1.4 History of E. coli
The
genera Escherichia and Salmonella diverged around 102 million years ago, which
coincides with the divergence of their host: the former being found in mammals
and latter in birds and reptiles (Battlistuzi et al., 2004). This was followed by a split of the Escherichian ancestor into five species
(E. alberti, E. coli, E. Fergusonii, E.
hermannii and E. vulneria).
In
1885, a German Pediatrician called Theodor Escherich, discovered this organism
in the faeces of healthy individuals and called it “Bacterium coli commune” due
to the fact it is found in the colon and early classification of prokaryotes
placed these genera based on their shape and motility (Haeckel et al., 1867), during this period, Erbst
Haeckel’s classification of bacteria in the kingdom monera was in place.
Bacterium coli was the type species of the now invalid genus bacterium when it
was revealed that the former type species “Bacterium triloculare” was missing
following the reclassification as Bacillus
coli by Migula in 1895 and later
reclassified in the newly created genus Escherichia
named after its original discoverer (Castellani and Chalmers, 1919). The genus
belongs in a group of bacteria informally known as “coliforms” and is a member
of the Enterobacteriaceae family (enterics) of the gamma proteobacteria (George
and Garrity, 2005).
Certain
strains of E. coli are a major cause
of food borne illness (diarrheal illness) such as enterotoxigenic E. coli
(ETEC), enteropothogenic E. coli
(EPEC), entero hemorrhagic E. coli (EHEC) also called shiga toxin
producing E. coli or (STEC), enteroaggregative
E. coli (EAEC or EAggEc), however E. coli (EHEC) bacteria can lead to
hemolyticurenic syndrome (HUS), a medical emergency that requires urgent
treatment (Rohde et al., 2011).
E. coli
and related bacteria posses the ability to transfer DNA via bacteria
conjugation, transduction or transformation, which allows genetic material to
spread horizontally through an existing population. This process of the gene
encoding shiga toxin from shigella to E.
coli 0157.H7 carried by a bacteriophage.
1.5 Diversity
E. coli
encompasses and enormous population of bacteria that exhibit a very high degree
of both genetic phenotypic diversity, and remains one of the most diverse
bacterial species which only 20% of the genome is common to all strains (Lukjencenko
et al., 2010). A strain is a
sub-group within the species that has unique characteristics that distinguish
it from other strains. These differences are often detectable only at the
molecular level; however, they may result in changes to the physiology or
lifecycle of the bacterium.
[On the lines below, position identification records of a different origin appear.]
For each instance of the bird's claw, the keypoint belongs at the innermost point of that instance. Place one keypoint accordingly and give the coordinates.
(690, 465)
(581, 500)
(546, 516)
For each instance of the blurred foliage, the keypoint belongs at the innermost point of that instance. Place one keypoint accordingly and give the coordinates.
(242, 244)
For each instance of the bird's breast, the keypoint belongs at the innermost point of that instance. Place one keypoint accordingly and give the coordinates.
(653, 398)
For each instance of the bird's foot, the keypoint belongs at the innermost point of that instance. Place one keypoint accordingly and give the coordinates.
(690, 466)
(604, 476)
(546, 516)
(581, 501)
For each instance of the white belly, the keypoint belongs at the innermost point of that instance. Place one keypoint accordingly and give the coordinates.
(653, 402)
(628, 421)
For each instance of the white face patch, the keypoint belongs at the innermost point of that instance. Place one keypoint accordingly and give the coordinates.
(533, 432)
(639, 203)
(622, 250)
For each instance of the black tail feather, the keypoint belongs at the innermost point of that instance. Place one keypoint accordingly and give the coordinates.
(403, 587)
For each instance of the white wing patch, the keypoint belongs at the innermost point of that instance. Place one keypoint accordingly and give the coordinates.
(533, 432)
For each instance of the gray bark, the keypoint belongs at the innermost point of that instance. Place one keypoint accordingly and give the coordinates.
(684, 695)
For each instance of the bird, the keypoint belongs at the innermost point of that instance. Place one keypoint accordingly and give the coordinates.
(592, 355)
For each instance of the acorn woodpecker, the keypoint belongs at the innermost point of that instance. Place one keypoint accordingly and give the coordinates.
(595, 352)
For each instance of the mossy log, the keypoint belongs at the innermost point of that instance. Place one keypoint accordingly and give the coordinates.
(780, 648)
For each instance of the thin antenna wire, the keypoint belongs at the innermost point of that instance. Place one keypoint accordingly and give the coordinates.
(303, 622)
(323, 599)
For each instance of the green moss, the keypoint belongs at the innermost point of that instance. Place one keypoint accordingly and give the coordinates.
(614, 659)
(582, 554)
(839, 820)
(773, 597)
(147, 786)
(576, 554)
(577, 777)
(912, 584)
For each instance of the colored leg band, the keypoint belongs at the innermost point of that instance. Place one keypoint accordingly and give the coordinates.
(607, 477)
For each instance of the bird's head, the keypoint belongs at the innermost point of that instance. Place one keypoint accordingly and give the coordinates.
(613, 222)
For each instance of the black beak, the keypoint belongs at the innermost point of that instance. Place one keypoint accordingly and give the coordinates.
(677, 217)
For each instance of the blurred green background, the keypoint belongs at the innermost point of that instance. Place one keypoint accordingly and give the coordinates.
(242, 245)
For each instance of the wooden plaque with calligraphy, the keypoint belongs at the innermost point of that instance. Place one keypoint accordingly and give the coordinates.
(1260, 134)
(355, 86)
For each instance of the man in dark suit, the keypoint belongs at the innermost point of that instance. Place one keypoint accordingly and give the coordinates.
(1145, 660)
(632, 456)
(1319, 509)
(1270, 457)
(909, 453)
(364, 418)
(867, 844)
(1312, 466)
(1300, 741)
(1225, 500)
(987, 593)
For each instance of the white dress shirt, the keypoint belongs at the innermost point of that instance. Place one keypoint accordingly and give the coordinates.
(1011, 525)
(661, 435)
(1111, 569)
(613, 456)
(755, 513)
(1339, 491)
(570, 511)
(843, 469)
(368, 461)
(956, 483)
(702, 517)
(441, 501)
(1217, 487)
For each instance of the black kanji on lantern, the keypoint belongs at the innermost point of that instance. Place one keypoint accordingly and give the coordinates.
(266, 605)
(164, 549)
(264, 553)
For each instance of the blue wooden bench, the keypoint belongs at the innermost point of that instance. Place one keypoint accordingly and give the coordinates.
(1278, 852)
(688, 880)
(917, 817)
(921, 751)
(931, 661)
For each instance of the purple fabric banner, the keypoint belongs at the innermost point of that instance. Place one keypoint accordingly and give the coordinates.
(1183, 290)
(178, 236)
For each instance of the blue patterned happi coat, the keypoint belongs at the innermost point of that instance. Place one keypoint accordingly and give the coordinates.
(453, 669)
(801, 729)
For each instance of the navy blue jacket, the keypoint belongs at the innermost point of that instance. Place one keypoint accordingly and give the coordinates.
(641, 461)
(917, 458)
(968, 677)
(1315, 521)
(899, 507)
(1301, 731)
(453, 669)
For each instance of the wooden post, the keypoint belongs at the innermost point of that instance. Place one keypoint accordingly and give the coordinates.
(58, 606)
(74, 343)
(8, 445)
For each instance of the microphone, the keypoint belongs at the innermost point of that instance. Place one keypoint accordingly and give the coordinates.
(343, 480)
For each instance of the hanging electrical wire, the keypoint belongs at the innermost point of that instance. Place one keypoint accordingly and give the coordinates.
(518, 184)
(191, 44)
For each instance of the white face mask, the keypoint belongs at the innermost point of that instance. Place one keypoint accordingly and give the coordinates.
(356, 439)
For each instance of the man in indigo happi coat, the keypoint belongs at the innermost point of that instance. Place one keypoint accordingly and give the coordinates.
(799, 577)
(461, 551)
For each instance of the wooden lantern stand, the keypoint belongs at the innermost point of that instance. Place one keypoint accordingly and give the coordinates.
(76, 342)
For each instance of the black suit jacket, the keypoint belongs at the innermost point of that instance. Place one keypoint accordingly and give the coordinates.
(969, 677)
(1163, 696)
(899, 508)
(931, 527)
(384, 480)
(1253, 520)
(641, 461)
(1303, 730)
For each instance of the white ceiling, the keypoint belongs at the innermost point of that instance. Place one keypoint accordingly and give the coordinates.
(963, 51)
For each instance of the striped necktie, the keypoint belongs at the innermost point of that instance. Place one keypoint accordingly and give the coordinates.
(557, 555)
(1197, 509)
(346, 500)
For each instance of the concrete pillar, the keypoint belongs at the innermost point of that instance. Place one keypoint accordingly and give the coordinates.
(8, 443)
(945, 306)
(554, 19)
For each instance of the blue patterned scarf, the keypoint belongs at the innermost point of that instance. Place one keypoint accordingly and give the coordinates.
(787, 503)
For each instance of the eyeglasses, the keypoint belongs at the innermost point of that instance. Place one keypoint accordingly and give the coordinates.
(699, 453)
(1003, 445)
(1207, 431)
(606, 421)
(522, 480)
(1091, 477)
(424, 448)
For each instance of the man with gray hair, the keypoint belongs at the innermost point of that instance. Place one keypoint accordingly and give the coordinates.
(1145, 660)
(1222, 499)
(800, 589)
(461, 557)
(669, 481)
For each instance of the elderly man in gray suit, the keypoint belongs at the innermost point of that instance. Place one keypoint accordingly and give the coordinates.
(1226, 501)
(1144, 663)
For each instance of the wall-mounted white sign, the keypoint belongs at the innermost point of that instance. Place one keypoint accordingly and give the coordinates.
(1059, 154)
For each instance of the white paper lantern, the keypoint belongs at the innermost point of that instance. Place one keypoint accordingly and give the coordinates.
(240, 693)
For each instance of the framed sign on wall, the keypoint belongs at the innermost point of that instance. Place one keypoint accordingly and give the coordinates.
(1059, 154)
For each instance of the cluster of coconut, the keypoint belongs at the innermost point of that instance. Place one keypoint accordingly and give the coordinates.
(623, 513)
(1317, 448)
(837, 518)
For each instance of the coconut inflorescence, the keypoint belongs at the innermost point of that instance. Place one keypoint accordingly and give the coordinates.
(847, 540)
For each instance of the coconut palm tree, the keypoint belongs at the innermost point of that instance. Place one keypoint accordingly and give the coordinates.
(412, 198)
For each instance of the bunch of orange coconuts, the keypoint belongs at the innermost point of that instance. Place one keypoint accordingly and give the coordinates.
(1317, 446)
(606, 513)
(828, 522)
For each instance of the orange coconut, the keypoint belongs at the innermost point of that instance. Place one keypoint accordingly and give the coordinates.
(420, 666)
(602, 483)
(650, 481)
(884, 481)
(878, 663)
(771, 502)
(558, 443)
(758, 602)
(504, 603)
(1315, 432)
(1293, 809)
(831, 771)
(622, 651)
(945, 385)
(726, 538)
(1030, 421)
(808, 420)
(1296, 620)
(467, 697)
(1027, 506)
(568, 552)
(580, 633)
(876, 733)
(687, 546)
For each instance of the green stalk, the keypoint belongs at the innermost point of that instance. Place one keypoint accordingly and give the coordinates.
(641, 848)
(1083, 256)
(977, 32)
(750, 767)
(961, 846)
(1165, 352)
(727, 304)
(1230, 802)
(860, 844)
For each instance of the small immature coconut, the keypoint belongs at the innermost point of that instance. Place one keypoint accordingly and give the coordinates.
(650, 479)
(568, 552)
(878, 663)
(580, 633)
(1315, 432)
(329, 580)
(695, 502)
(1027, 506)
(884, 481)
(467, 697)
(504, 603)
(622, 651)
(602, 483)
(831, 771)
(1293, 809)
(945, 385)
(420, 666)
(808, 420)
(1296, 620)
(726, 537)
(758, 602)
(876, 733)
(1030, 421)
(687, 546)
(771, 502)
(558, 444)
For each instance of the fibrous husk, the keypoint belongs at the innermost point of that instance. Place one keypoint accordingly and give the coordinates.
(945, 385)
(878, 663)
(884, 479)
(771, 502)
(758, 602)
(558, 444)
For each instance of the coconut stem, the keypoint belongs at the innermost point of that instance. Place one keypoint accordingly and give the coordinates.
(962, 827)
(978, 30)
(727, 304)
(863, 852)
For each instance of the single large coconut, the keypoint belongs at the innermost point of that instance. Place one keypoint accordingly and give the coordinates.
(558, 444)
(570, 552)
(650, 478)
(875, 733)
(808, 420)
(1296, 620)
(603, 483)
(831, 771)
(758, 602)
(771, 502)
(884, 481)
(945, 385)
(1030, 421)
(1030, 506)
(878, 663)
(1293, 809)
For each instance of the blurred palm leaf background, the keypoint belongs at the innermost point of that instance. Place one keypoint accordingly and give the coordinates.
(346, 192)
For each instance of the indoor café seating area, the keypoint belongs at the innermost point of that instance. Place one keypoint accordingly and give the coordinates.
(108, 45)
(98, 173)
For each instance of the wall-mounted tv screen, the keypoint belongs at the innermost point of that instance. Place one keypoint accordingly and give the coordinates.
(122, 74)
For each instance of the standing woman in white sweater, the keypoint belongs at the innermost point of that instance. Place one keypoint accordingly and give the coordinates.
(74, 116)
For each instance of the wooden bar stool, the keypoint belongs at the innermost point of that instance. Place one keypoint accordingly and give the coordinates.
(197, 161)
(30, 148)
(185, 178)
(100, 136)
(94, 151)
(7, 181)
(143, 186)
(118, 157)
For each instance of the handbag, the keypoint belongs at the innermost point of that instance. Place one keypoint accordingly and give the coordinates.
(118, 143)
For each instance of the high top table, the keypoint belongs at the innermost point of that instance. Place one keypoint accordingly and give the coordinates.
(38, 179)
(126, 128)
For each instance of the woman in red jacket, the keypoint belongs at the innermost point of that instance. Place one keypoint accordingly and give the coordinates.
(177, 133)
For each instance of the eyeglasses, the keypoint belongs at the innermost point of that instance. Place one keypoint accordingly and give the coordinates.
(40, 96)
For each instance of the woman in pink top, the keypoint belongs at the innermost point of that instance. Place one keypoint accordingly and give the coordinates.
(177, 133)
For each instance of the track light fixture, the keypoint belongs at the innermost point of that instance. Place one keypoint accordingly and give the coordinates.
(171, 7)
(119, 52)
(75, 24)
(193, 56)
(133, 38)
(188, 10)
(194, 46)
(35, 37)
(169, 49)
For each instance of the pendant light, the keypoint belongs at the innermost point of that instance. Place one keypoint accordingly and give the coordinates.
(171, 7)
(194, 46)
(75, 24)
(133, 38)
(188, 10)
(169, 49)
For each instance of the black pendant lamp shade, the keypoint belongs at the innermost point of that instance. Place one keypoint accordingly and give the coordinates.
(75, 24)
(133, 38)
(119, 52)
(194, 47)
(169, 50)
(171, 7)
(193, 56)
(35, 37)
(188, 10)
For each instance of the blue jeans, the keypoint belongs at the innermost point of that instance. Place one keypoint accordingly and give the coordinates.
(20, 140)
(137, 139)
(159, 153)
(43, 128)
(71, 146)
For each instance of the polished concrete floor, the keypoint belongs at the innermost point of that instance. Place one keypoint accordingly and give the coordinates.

For example, a strain may gain pathogenic capacity,
the ability to use a unique carbon source, the ability to take upon a
particular ecological niche or the ability to resist antimicrobial agents.
Different strains of E. coli are
often host specific, making it possible to determine the source of fecal
contamination in environmental samples (Feng et al., 2002). Such as knowing which E. coli strains are present in a water sample allows researchers to
make assumptions about whether the contamination originates from a human,
another mammal or a bird.
1.6 Serotype
The
most common subdivision system of E.coli that,
is not based on the evolutionary relatedness, is by serotype, which is based on
major surface antigens such as E.coli
0157:H7. (Orskor et al., 1977). It is
however common to cite only the serogroup i.e the O-antigen. At present, about
190 serogroups are known (Stenutz et al.,
2006) the common laboratory strain has a mutation that prevents the formation
of an o-antigen and is thus non-typeable.
1.7 Genome Plasticity
New
strains of E.coli evolve through the
natural biological process of mutation, gene duplication and horizontal gene
transfer, in particular 18% of the genome of the laboratory stain MG 1655 was
horizontally acquired since the divergence from salmonella (Lawrence and Ochman,
1998). However, in microbiology all strains of E.coli derive from E.coli
k-12 (B strains), some strains develop traits that can be harmful to host
animal. These virulent strains typically cause a significant diarrhea that is
unpleasant in healthy adults and is often lethal to children in the developing
world (Nataro and Kaper, 1998). More virulent strains, such as 0157:H7 cause
serious illness or death in the elderly, the very young or the immune
compromised (Hudault et al., 2001).
1.8 Neotype Strain
E. coli
is the type species of the genus (Escherichia) and in turn Escherichia is the
type genus of the family Enterobacteriaceae and should be noted that the family
name does not stem from the genus Enterobacter, but from enterobacterium
(though enterbacterium being not a genus, but an alternative trivial name to
enteric bacterium) (George et al.,
2005).
1.9 Phylogeny
E. coli
is species. A large number of strains belonging to this species have been
isolated and characterized. In addition to serotype, they can be classified
according to their phylogeny i.e the inferred evolutionary history where the
species is divided into six group (Brzuszkiewicz et al., 2011), namely; Group B2, Group D, Group E, Group B1, Group
A and Group B strain derivatives.
1.10 Roles as Normal Microbiota
E. coli
normally colonizes an infant’s gastrointestinal tract within 40hrs of birth,
arriving with food or water or with the individuals handling the child. In the
bowel, it adheres to the mucus of the large intestine. It is the primary
facultative anaerobe of the human gastro intestinal tract (Todar, 2007). Facultative
anaerobes are organisms that can grow in either the presence or absence of
oxygen. As long as these bacteria do not acquire genetic elements encoding for
virulence factors, they remain commensals (Evans et al., 2007).
1.11 Role in Disease
Virulent
strains of E. coli can cause
gastroenteritis, urinary tract infections, and neonatal meningitis. In rare
cases, virulent strains are also responsible for hemolytic-uremic syndrome,
peritonitis, mastitis, and septicemia and gram negative pneumonia (Todar, 2007).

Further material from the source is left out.